3. Change your associations
I intentionally use the term “crappy treat” since I’ve come to see all the bad food for what it really is: unhealthy, fattening, teeth-attacking, and not a particularly good way to spend money, but still a treat (which, in my book, is something you can still enjoy but only once in awhile). One example: I loved soda, particularly Mountain Dew. Even as I drank it for decades, I associated it with being a kid and visiting my grandparents’ farm in Ohio (where I had more freedom to drink what I wanted). But then I began to do more research into healthy foods, and really began to understand how bad soda is. In particular, I heard a story on NPR about how meth addicts love Mountain Dew, and how it contributes to them losing their teeth (which the taxpayers have to replace for the meth addicts in prison). Now, I can’t have a Mountain Dew without feeling like my teeth are going to immediately fall out.
Watching several food-related documentaries — such as Super Size Me, Forks Over Knives, and Fat, Sick, and Nearly Dead — also helped me better appreciate the long-term health effects of a bad diet. Given my family history of heart disease, I began to see a healthier lifestyle as not just a way to be only slightly embarrassed at the pool during the summer, but as a genuine way to stave off death for as long as possible.
When it comes to finances, the important change of associations I’ve made is seeing responsible habits not as self-denial but as a way to provide for my family, afford college for my kids, and a secure old age for me and my wife (especially my wife, since she’ll likely live longer than I will, regardless of my diet).
4. Use the right leverage
If changing your associations doesn’t get you to change your habits, then you might need some external motivation. Sites like RescueTime.com, QuantifiedSelf.com, Xpenser.com, StickK.com, and Fatbet.net will help you monitor your use of time, money, and food, and encourage you to lay some money on the line to encourage you to follow through on your resolutions. Or maybe you need to put your ego on the line. In their book Willpower: Rediscovering the Greatest Human Strength, John Tierney and Roy Baumeister discuss the “public humiliation diet” of Drew Magary, who Tweeted his weight every day. As Baumeister explained to me in an interview, “I think we are shaped by nature to work together with other people and therefore to care what other people think of us. The basic biological strategy of human beings is we survive and reproduce by cooperating and working together with others in these small groups, so success with them is very important.”

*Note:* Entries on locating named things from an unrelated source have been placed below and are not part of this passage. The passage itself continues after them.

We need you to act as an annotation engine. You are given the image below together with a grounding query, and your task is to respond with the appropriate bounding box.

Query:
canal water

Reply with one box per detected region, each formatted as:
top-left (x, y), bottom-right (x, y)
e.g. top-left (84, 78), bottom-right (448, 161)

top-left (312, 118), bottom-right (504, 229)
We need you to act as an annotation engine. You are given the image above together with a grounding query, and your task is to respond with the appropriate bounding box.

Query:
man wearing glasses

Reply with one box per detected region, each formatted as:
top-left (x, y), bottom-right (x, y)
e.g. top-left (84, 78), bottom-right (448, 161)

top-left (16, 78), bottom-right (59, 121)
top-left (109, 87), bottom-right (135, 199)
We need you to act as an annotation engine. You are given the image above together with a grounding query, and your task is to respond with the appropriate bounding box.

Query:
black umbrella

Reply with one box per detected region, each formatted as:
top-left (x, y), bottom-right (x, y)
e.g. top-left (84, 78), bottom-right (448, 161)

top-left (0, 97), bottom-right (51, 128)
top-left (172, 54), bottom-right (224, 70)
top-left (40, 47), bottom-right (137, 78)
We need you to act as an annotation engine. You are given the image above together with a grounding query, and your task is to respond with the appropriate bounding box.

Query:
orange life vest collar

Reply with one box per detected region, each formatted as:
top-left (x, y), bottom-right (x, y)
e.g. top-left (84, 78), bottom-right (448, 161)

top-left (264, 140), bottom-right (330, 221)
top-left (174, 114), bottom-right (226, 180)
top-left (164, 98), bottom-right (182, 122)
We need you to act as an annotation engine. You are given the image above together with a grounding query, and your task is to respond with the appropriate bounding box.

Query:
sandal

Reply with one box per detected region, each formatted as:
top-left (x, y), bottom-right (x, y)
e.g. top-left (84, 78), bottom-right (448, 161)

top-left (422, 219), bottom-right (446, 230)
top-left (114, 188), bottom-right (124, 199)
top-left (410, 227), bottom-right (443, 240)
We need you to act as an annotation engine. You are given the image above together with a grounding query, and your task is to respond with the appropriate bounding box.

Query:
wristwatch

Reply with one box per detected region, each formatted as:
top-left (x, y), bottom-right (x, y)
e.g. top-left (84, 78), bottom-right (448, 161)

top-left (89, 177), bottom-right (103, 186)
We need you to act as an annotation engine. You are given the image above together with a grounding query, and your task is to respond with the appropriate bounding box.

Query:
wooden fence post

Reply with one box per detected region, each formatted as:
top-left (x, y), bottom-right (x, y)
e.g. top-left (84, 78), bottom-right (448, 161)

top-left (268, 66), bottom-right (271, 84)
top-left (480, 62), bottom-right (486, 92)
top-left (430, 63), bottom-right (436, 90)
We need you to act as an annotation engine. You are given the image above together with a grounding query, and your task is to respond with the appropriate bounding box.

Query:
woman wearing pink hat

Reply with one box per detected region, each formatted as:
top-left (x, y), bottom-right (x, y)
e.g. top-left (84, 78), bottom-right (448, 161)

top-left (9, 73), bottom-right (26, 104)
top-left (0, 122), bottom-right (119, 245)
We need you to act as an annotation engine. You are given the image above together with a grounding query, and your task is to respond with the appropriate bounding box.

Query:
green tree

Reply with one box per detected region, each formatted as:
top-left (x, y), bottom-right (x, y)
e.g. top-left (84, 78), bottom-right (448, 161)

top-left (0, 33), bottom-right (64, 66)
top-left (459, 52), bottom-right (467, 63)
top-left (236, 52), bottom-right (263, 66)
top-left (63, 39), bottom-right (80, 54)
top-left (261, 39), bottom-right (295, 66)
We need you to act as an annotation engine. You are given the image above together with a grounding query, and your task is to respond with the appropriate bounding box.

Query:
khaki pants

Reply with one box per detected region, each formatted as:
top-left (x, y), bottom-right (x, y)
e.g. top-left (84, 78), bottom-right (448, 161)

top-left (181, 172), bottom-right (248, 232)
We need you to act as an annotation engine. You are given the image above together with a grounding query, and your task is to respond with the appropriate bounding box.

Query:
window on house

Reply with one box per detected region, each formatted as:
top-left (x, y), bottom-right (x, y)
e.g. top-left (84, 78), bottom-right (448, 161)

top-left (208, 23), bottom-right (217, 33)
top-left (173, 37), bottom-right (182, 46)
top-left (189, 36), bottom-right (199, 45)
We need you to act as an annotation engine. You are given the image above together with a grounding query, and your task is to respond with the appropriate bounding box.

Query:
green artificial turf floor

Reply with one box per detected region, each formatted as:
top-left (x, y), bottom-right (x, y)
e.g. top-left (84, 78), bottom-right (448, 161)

The Motley Fool’s internal financial fitness coach has decided to use this leverage to get me to the gym more often. He took a picture of me with my shirt off, and he has the right to put it up on the screen during a company meeting if he feels I’m not making enough progress. Now, if you knew me, you might be surprised that this means anything to me, since I’ve taken off my shirt and/or pants at several company meetings (you don’t really want to know all the details — such as announcing the new company 401(k) match by having “8%” written on my underwear — but it suffices to say that The Motley Fool is just that kind of place). But there’s something motivational about knowing that my picture could be held up before the company as an example of a guy who could use some work and isn’t getting it done.
If public accountability is the secret to your success, inform a group of people (friends, family, coworkers, government spies who monitor all our emails) about your goal — financial, physical, or otherwise — as well as when you plan to have it accomplished and how you’ll prove it. Or follow in the spirit of Drew Magary and post on your blog a picture of your scale or account balances every day, or use sites like Tweetwhatyouspend.com.